Very cool, and nice to see more options here (especially open source ones). I remember looking five years ago, and being very surprised that there was no Stripe-equivalent for adding scheduling to an application.
Your project looks awesome, thanks for sharing! And yeah, hopefully new booking apps will have a lot of better options now than implementing the scheduling stuff themselves.
I would love to be able to use off the shelf software, sadly I have to integrate with an internal prosumer software. It's ugly to say the least to get the data, there's no proper sync flow, it's heavily rate limited... And I have no control over it. I would love to move the scheduling outside this software, but sadly it handle other part of the logistic flow needed (book some items, get ready the work order...)
So yeah. Booking is dead simple. If you don't have a complete logistic flow added on top of it.
Does this support CalDav? I'd be more interested in a self-hosted calendar with CalDav integration. Then for appointments/scheduling, utilizing a separate calendar designated to a single or multiple other calendars that looks for free/busy information.
It does not support CalDav right now. The reason being that I didnt need CalDav when i developed the project. That being said, a lot of people have asked for CalDav support after I launched so it is going to be a prioritized feature moving forward.
This is nice. It gave an insight about something similar that could be developed as an extension to WMSes (warehouse management systems) in use by Logistics Operators.

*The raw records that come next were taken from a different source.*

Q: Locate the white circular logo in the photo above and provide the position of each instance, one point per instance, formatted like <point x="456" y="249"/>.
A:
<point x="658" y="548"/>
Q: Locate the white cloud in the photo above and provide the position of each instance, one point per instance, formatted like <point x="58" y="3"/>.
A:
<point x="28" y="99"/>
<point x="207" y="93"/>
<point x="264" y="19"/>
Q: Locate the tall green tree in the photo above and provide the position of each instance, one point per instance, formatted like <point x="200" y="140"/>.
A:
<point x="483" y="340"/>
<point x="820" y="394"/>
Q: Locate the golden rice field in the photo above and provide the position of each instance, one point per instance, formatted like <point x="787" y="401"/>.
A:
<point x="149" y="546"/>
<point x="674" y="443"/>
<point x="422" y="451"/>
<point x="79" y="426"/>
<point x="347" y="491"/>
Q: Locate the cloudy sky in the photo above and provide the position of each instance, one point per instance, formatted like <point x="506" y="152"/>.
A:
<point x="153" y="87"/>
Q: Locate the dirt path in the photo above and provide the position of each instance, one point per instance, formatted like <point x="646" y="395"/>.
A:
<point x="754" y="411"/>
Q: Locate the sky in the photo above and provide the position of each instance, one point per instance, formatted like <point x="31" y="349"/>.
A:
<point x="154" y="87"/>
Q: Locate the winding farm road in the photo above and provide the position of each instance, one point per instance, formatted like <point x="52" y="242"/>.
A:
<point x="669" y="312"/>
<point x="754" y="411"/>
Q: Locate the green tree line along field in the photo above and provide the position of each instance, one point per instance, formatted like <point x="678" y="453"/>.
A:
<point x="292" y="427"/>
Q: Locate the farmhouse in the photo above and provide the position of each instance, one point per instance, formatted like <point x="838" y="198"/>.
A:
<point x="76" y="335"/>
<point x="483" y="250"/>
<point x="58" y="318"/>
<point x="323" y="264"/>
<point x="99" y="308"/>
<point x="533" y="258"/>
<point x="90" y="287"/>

The product would work as a openly accessible integration layer to the WMS -- which is usually hard to integrate to any system. Customers or partners to this warehouse could use the SDK to develop integrations on their side to favor inter company workflows or even brand new products that would rely on that warehouse somehow. Business model could be similar to Bitnami's plus customer support plans.

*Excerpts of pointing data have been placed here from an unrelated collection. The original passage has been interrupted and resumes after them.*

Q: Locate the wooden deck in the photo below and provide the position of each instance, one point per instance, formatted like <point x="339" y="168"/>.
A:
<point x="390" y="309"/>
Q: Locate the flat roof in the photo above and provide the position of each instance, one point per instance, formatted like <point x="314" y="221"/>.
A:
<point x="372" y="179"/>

OMG too funny just today posted on show a new my graphql calendar api. hated what I found when we needed to schedule in-app appointments. so I ended up creating my own http://www.ezcaldev.com
I implemented a similar thing myself at my current job. How did you deal with events that happen once a week and someone creating an event in 2020 and one for 2024 every monday let's say. Do you project the recurring events into the future and see if they overlap?

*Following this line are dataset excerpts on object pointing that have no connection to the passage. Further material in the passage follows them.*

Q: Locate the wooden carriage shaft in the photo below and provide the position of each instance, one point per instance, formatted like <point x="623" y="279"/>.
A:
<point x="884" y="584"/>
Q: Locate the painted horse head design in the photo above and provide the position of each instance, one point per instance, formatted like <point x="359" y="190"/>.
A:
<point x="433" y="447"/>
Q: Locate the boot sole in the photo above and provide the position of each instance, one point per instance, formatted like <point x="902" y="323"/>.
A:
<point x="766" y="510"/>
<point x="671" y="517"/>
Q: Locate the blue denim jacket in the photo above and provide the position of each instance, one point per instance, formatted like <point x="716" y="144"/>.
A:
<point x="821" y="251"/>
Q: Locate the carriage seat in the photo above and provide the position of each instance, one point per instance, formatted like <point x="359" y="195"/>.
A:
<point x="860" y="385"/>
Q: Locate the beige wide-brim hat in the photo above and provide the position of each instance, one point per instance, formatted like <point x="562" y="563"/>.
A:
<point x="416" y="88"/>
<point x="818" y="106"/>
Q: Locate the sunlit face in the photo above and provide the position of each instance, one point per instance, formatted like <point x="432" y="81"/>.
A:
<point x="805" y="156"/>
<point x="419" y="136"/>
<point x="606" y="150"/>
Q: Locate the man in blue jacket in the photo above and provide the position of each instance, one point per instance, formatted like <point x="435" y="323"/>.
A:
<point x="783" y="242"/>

This is great. It almost handles a use case I’ve been looking for which is a slimmed down version of Calendly. Basically merge multiple personal/work calendars into a single free/busy calendar I can share with my wife/family.
Hi, there is a get user freebusy endpoint in the api that allows querying free busy information on a given set of calendars owned by that user. Is that what your are looking for? If not, would you like to create an issue in the repo which describes your needs? :)
I am trying to build a SAAS service for booking services. One of the engineering issues I ask myself is if the following will become an issue in the future: do I save all the options of slots available I show each customer in the database or do I just calculate the slots virtually and save only the confirmed bookings?
May I ask you why you would want to store booking slots?
I think the right approach is to recalculate available booking slots everytime (via the nettu-scheduler api) a customer asks for it. And then also store the confirmed booking timespan as a calendar event in nettu-scheduler so that the instructor will not be bookable again during that time.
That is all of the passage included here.